The AI model landscape has changed. The focus is no longer on building the largest model, but on creating smaller models that are still useful. Google's Gemini 1.5 Flash, Meta's Llama 3.1 8B, and Microsoft's Phi-3 Mini are currently winning in real production deployments. The reasons for their success come down to simple engineering economics.
Large models like GPT-4 are capable but expensive to run at scale. For features handling millions of requests daily, small differences in per-token cost add up to serious infrastructure expenses. Companies have found that deploying GPT-4 for every user interaction may not be necessary. A model that is good enough and costs less can be a better choice.
For many tasks, a model that is good enough will win. Tasks like classifying support tickets, summarizing short documents, generating structured output from a template, and answering FAQ-style questions from a knowledge base can be handled reliably by a well-tuned 8 billion parameter model. Only the genuinely hard problems require GPT-4 scale reasoning.
In practice, this means that the cost of running a large model can be 5 to 10 times higher than a smaller model, depending on the specific use case and the efficiency of the deployment. For example, a company like Amazon may need to process tens of millions of product reviews daily. Using a smaller model like Meta's Llama 3.1 8B can save millions of dollars in infrastructure costs per year, compared to using a larger model like GPT-4. This is a trade-off that companies are willing to make, given the significant cost savings.
Google's Gemini 1.5 Flash, released in May, has become an interesting model in production use. It's optimized for speed and cost rather than maximum capability, but it inherits a long context window from the Pro variant. This makes it suitable for document processing, code review on large codebases, and long-form summarization. The Gemini model is a good example of how a smaller model can be designed to excel in specific tasks, rather than trying to be a general-purpose model like GPT-4.
Microsoft's Phi-3 Mini has 3.8 billion parameters and can run comfortably on a laptop CPU or mobile device. The model was trained with a focus on reasoning capability relative to its size using a 'textbook quality' data curation approach. For on-device AI features, edge deployments, or scenarios where network calls are not possible, Phi-3 class models are worth evaluating. The use of tools like TensorFlow Lite and OpenVINO has also made it easier to deploy these smaller models on a variety of devices, from smartphones to smart home devices.
The use of smaller models also changes the way companies approach model training and deployment. With smaller models, companies can train and deploy multiple models in parallel, each optimized for a specific task or use case. This approach can lead to significant improvements in overall system performance and efficiency. For example, a company like Uber may use a smaller model for simple tasks like language translation, while using a larger model for more complex tasks like conversational dialogue systems. This approach requires careful planning and management, but can lead to significant cost savings and performance improvements.

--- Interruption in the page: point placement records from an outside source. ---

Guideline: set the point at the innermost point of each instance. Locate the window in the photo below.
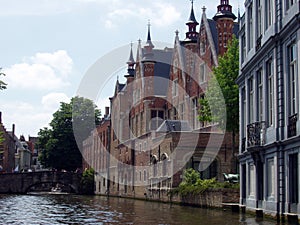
(141, 123)
(181, 111)
(251, 100)
(175, 87)
(244, 111)
(243, 46)
(270, 91)
(293, 178)
(269, 13)
(289, 3)
(259, 18)
(164, 167)
(175, 116)
(251, 180)
(145, 175)
(292, 52)
(260, 95)
(270, 178)
(195, 112)
(157, 117)
(250, 28)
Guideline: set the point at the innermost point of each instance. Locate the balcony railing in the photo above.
(256, 134)
(292, 125)
(243, 145)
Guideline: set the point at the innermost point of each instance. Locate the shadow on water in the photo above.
(76, 209)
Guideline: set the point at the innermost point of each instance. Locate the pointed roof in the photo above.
(149, 42)
(224, 10)
(192, 34)
(192, 18)
(131, 61)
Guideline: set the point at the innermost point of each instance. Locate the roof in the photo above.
(214, 32)
(162, 67)
(174, 125)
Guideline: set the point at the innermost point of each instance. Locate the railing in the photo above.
(243, 145)
(292, 125)
(256, 134)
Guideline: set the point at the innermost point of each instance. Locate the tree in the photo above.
(224, 79)
(2, 84)
(58, 145)
(88, 182)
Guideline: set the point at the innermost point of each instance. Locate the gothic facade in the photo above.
(154, 128)
(269, 106)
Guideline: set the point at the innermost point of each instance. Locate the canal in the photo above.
(75, 209)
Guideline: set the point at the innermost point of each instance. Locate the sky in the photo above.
(47, 47)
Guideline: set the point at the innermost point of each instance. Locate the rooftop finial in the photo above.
(192, 15)
(149, 42)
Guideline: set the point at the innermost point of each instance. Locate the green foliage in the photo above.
(58, 145)
(193, 185)
(2, 84)
(88, 182)
(224, 79)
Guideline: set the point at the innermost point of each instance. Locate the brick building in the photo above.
(155, 132)
(7, 148)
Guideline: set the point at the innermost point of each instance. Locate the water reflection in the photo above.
(74, 209)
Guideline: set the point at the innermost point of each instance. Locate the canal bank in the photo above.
(226, 200)
(77, 209)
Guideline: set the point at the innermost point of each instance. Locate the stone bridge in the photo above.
(21, 183)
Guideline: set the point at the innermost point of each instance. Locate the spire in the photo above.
(130, 63)
(192, 34)
(149, 42)
(192, 15)
(224, 10)
(148, 55)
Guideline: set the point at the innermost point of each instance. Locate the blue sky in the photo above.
(48, 45)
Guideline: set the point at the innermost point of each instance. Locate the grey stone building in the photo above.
(269, 106)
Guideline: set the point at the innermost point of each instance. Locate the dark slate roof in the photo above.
(174, 125)
(236, 28)
(214, 33)
(162, 66)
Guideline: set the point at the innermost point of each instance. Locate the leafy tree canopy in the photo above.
(223, 80)
(58, 145)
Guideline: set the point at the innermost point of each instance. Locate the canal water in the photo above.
(75, 209)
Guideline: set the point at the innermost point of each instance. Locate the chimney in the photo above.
(106, 111)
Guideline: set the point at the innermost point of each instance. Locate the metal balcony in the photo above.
(256, 134)
(292, 125)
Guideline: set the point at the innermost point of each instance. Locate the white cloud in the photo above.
(161, 14)
(30, 117)
(51, 102)
(44, 71)
(59, 60)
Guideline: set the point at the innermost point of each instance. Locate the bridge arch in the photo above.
(21, 183)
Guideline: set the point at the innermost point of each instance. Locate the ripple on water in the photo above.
(73, 209)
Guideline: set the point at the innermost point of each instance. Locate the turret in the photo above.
(224, 19)
(130, 68)
(192, 34)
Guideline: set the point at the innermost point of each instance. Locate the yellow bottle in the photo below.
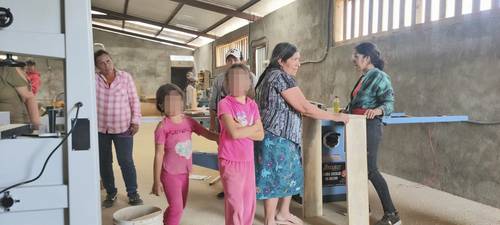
(336, 104)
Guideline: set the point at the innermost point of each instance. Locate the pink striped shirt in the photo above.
(117, 104)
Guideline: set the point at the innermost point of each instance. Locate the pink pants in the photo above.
(238, 180)
(176, 187)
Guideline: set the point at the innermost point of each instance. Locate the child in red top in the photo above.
(173, 148)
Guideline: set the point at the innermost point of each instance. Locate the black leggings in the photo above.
(374, 135)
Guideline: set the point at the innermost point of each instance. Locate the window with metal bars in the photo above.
(221, 50)
(358, 18)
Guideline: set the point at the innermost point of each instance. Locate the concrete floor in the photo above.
(418, 204)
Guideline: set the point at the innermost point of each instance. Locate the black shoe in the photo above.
(109, 201)
(134, 199)
(390, 219)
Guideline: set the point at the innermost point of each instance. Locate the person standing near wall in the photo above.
(278, 168)
(33, 76)
(118, 116)
(373, 97)
(16, 98)
(233, 56)
(191, 95)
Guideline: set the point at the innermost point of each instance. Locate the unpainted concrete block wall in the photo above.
(449, 67)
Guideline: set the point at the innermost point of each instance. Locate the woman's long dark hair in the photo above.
(283, 51)
(370, 49)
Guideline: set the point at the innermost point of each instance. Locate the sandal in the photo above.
(291, 220)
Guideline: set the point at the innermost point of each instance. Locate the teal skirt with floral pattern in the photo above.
(278, 167)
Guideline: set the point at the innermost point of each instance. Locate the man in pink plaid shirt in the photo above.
(118, 116)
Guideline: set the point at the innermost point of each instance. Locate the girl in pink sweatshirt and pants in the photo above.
(173, 149)
(240, 125)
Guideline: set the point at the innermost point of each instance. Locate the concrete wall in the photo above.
(148, 62)
(449, 67)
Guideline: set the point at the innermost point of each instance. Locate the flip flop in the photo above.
(291, 220)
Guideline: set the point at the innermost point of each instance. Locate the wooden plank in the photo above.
(402, 13)
(172, 15)
(390, 12)
(458, 7)
(313, 192)
(428, 10)
(442, 9)
(370, 17)
(219, 9)
(339, 20)
(419, 16)
(357, 167)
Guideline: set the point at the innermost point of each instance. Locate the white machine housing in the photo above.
(68, 192)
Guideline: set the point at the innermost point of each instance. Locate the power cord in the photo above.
(78, 105)
(483, 122)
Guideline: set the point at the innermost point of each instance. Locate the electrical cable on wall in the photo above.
(483, 122)
(78, 105)
(328, 37)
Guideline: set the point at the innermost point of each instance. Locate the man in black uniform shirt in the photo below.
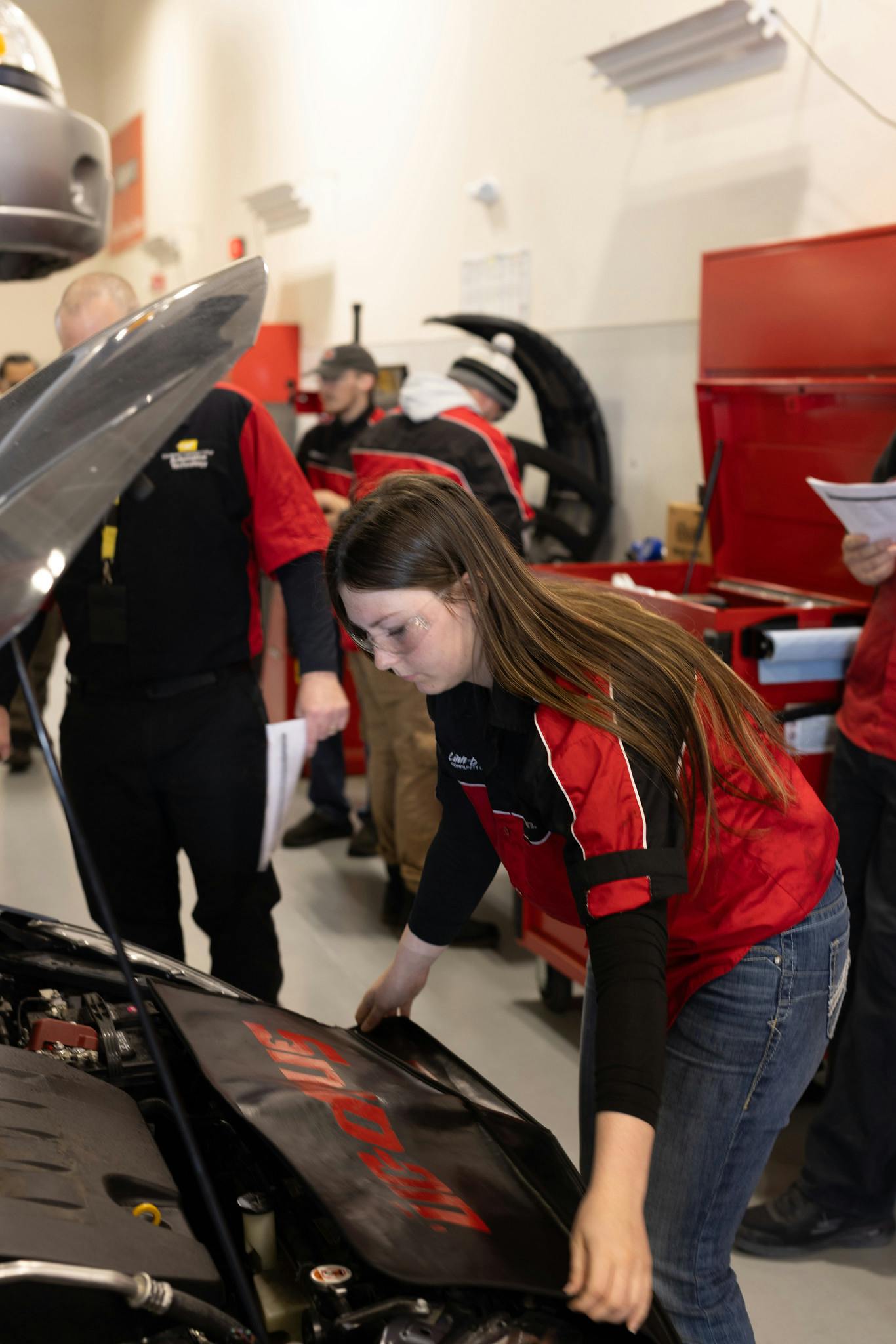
(163, 738)
(348, 375)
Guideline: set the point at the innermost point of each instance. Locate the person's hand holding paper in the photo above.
(868, 562)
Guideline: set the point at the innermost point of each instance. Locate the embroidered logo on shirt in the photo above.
(461, 763)
(188, 455)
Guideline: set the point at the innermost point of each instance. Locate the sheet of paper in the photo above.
(861, 509)
(287, 744)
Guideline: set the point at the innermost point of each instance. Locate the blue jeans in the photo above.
(739, 1057)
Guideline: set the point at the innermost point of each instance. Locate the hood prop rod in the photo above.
(93, 882)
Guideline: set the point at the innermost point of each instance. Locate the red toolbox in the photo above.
(797, 378)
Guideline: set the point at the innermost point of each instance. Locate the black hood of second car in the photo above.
(78, 432)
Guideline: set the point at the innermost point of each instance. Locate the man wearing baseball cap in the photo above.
(347, 379)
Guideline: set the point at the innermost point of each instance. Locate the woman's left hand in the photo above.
(610, 1267)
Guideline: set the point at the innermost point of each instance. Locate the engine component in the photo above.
(331, 1276)
(77, 1160)
(142, 1293)
(47, 1032)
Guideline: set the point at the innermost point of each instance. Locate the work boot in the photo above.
(794, 1225)
(363, 843)
(314, 828)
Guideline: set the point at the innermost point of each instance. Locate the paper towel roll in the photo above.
(807, 655)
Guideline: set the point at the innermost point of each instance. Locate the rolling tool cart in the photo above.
(797, 378)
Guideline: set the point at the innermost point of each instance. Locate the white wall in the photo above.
(382, 110)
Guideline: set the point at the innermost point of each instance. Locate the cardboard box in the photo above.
(682, 527)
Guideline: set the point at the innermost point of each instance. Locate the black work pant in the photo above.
(150, 777)
(851, 1150)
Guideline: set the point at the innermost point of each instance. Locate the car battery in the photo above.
(797, 378)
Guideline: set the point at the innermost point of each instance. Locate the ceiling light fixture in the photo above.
(714, 47)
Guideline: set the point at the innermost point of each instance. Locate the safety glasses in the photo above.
(402, 639)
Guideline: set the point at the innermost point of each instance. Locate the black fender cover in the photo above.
(432, 1177)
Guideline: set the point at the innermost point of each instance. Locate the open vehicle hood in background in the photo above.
(78, 432)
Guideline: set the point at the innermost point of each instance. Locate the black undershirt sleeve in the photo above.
(312, 628)
(460, 866)
(629, 964)
(29, 639)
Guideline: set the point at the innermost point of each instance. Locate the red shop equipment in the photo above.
(797, 378)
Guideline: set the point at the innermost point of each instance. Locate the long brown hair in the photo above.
(666, 691)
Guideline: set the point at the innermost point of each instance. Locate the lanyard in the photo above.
(109, 541)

Retrieval-augmented generation changes the calculation for small models. If a smaller model has good context through retrieval, it doesn't need to hold as much world knowledge in its weights. A 7B model with good RAG plumbing can outperform a 70B model answering from memory alone on domain-specific tasks. This is because the smaller model can focus on learning the specific task or domain, rather than trying to learn general knowledge. Tools like Faiss and Hugging Face's Transformers library have made it easier to implement retrieval-augmented generation in production systems.
The trend is clear. Use the largest model where complexity justifies it, and smaller, faster, cheaper models everywhere else. Teams building the most cost-effective AI systems are those that applied this discipline early.